Dispositions applicables aux salariés de niveaux 8 à 10

Les cadres qui sont mis à la retraite à partir de 70 ans ou qui, de leur propre initiative, décident de prendre leur retraite à partir de l'âge légal de départ en retraite perçoivent une indemnité de départ à la retraite exclusive de l'indemnité de licenciement.

Il en va de même pour les cadres qui peuvent bénéficier, dans les conditions légales en vigueur, d'un départ anticipé en retraite à leur initiative avant l'âge légal de départ en retraite, en application des articles L. 351-1-1, L. 351-1-3 et L. 351-1-4 du code de la sécurité sociale.

Le départ à la retraite dans ces conditions ne constitue ni un licenciement ni une démission.

Sauf accord entre les parties prévoyant un préavis plus court, le départ en retraite doit être précédé d'un préavis réciproque dont la durée ne peut être inférieur à :
– 1 mois, lorsque l'ancienneté du salarié est comprise entre 6 mois et 2 ans ;
– 2 mois, lorsque l'ancienneté du salarié est supérieure à 2 ans.

Sans préjudice de dispositions plus favorables résultant de la loi, l'indemnité de départ en retraite est calculée comme suit (voir tableau en annexe) :
– de 0 à 2 ans d'ancienneté : néant ;
– de 2 à 5 ans d'ancienneté : 1/10e de mois par année d'ancienneté ;
– à partir de 5 ans d'ancienneté : 1/2 de mois + 16/100e de mois par année au-delà de 5 ans.

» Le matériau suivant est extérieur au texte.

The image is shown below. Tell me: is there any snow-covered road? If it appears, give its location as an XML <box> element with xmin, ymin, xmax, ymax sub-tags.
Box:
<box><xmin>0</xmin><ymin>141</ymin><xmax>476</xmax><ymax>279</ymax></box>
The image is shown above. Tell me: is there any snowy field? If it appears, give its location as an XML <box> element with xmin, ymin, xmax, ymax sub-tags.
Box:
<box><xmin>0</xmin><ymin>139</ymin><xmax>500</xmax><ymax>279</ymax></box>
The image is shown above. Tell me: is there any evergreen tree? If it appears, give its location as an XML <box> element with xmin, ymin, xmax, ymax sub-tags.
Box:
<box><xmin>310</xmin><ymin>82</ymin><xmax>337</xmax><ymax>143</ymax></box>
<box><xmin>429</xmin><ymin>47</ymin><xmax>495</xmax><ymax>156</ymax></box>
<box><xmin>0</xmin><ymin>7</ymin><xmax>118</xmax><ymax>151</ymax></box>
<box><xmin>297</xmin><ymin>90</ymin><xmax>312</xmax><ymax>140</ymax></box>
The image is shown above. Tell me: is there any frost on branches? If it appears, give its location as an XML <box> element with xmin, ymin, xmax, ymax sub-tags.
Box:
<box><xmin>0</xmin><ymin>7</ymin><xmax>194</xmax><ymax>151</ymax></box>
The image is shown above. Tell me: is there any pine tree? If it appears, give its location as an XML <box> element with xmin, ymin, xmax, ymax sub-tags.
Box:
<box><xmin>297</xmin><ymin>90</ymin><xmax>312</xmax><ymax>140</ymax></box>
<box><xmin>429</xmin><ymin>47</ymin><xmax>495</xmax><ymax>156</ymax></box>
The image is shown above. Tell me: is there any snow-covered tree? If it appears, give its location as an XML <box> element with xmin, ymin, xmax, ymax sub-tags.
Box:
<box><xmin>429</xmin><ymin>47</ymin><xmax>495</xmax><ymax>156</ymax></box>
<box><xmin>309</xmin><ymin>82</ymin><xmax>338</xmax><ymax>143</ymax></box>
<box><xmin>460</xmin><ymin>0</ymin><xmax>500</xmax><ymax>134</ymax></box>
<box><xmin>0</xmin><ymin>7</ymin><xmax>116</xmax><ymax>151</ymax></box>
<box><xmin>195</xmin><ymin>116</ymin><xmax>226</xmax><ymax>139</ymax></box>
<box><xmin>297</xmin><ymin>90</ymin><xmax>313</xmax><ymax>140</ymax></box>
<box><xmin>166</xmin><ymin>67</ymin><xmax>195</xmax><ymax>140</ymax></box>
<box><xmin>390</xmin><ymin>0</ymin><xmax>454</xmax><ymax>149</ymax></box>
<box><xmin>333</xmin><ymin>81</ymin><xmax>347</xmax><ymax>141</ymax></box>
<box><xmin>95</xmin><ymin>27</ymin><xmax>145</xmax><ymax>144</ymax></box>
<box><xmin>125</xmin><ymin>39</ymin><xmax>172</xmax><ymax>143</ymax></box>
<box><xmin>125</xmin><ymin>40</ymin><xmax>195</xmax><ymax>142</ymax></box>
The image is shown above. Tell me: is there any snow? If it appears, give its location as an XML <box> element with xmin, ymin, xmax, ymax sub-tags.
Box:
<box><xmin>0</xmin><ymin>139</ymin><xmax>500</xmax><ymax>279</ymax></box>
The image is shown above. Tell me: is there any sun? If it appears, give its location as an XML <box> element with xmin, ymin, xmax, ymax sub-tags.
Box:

Le plafond de l'indemnité de départ à la retraite est fixé à 5 mois, sous réserve de dispositions plus favorables résultant de la loi.

Le salarié mis à la retraite à l'initiative de son employeur a droit à l'indemnité de départ à la retraite calculée comme indiqué au paragraphe ci-dessus, ou à l'indemnité minimum légale de licenciement si elle est plus favorable.

Sous réserve des dispositions plus favorables fixées par les articles D. 1237-2 et R. 1234-4 du code du travail, et selon la formule la plus avantageuse pour le salarié, la rémunération servant de base au calcul de l'indemnité de départ ou de mise en retraite est égale à, soit la moyenne mensuelle de la rémunération brute des douze mois qui précèdent son départ, soit la moyenne mensuelle de la rémunération brute des trois mois qui précèdent son départ, compte tenu de la durée effective du travail dans l'établissement ou la partie d'établissement au cours de cette période. Dans ce cas, toute prime ou gratification de caractère annuel ou exceptionnel, versée au salarié pendant cette période, n'est prise en compte que dans la limite d'un montant calculé à due proportion. Sont exclus du calcul les éléments correspondant soit à des remboursements de frais soit à des gratifications de caractère aléatoire ou temporaire.

L'indemnité de congédiement ou l'indemnité de départ en retraite doit être versée au moment de la cessation d'activité dans l'entreprise.

Toutefois, dans le cas où elle est égale ou supérieure à trois mois, elle peut être versée en une ou plusieurs mensualités dans un délai maximum de trois mois à dater du départ du cadre de l'entreprise.

Elle devra, dans cette hypothèse, faire l'objet de versements d'acomptes mensuels au moins égaux aux appointements du dernier mois de présence de l'intéressé.